En visite de travail à Cotonou, le vice-président nigérian Kashim Shettima a salué les performances de la Zone industrielle de Glo-Djigbé (GDIZ), devenue selon lui un modèle de transformation économique en Afrique de l’Ouest. Reçu par le président béninois Romuald Wadagni, il a affirmé la volonté d’Abuja de s’inspirer de cette expérience pour accélérer le développement des zones industrielles nigérianes.
Le Bénin conforte son statut de référence régionale en matière d’industrialisation. Le président de la République, Romuald Wadagni, a reçu, dans l’après-midi du vendredi 24 juillet 2026 au Palais de la Marina, une importante délégation de la République fédérale du Nigeria conduite par le vice-président Kashim Shettima.
Cette rencontre de haut niveau, selon le compte rendu de la présidence du Bénin, s’inscrit dans une dynamique de renforcement des relations entre les deux pays, autour des enjeux de développement économique, d’intégration régionale et de sécurité. Elle intervient également dans un contexte où plusieurs États d’Afrique de l’Ouest cherchent à accélérer la transformation locale de leurs ressources agricoles afin de créer davantage de valeur ajoutée.
La délégation nigériane est composée des gouverneurs des États d’Imo, de Katsina, de Jigawa, de Kwara, du Plateau et de Zamfara, ainsi que le ministre nigérian de l’Agriculture, Abubakar Kyari, et l’ambassadrice du Nigeria près le Bénin, Mopelola Adeola-Ibrahim.
La GDIZ, un modèle qui attire Abuja
Au cœur de cette visite figure la découverte de la Zone industrielle de Glo-Djigbé (GDIZ), devenue l’un des principaux symboles de la stratégie industrielle béninoise.
À l’issue de son entretien avec le chef de l’État béninois, Kashim Shettima a indiqué que le Nigeria souhaitait tirer les enseignements de l’expérience développée par le Bénin. Alors que son pays déploie actuellement huit zones industrielles dédiées à la transformation agroalimentaire, le vice-président a estimé que les résultats obtenus à la GDIZ constituent une source d’inspiration pour les autorités nigérianes.

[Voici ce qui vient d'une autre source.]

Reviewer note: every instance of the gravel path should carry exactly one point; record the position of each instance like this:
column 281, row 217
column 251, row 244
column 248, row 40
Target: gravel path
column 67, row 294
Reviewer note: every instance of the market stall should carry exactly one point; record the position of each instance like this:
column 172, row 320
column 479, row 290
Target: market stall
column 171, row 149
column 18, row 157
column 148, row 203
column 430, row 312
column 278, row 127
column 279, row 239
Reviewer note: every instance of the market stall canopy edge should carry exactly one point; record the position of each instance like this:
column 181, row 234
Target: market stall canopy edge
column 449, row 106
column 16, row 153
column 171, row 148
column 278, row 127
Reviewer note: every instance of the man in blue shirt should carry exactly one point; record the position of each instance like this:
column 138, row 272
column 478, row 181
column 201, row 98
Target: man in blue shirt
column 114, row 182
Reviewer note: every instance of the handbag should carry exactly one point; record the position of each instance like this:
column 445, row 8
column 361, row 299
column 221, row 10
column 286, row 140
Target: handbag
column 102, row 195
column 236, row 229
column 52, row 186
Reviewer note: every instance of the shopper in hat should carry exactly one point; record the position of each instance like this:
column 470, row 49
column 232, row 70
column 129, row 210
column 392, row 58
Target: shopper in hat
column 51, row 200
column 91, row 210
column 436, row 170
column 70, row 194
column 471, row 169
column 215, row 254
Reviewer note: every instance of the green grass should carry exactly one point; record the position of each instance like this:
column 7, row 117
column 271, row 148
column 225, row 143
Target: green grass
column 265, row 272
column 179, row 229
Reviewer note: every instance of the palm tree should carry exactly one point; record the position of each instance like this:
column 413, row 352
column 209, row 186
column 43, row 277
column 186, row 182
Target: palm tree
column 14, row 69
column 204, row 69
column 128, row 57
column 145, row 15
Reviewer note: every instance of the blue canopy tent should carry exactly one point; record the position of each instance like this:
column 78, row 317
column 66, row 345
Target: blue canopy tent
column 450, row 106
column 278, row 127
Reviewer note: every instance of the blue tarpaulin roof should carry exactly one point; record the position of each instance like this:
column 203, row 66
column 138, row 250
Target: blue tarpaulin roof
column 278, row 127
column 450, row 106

Selon lui, la réussite de cette plateforme industrielle démontre qu’une politique axée sur la transformation locale des matières premières peut contribuer à stimuler l’investissement, créer des emplois et renforcer la compétitivité des économies africaines.
« Nous sommes très émerveillés par ce que nous venons de voir ici à la Zone industrielle de Glo-djigbé. Nous avons beaucoup appris ici », a déclaré Kashim Shettim, après une visite guidée de la délégation nigériane à la GDIZ le vendredi 24 juillet.
La Zone Industrielle de Glo-Djigbé (GDIZ) est le fruit d’un Partenariat Public-Privé (PPP) entre la République du Bénin et ARISE IIP. Ce partenariat vise à concevoir, financer, développer et exploiter un pôle industriel intégré et compétitif, au service de la transformation économique du pays. Dans le cadre de sa première phase de développement, la GDIZ prévoit de mobiliser un investissement de 1,4 milliard de dollars et de permettre la création de plus de 300 000 emplois directs d’ici 2030.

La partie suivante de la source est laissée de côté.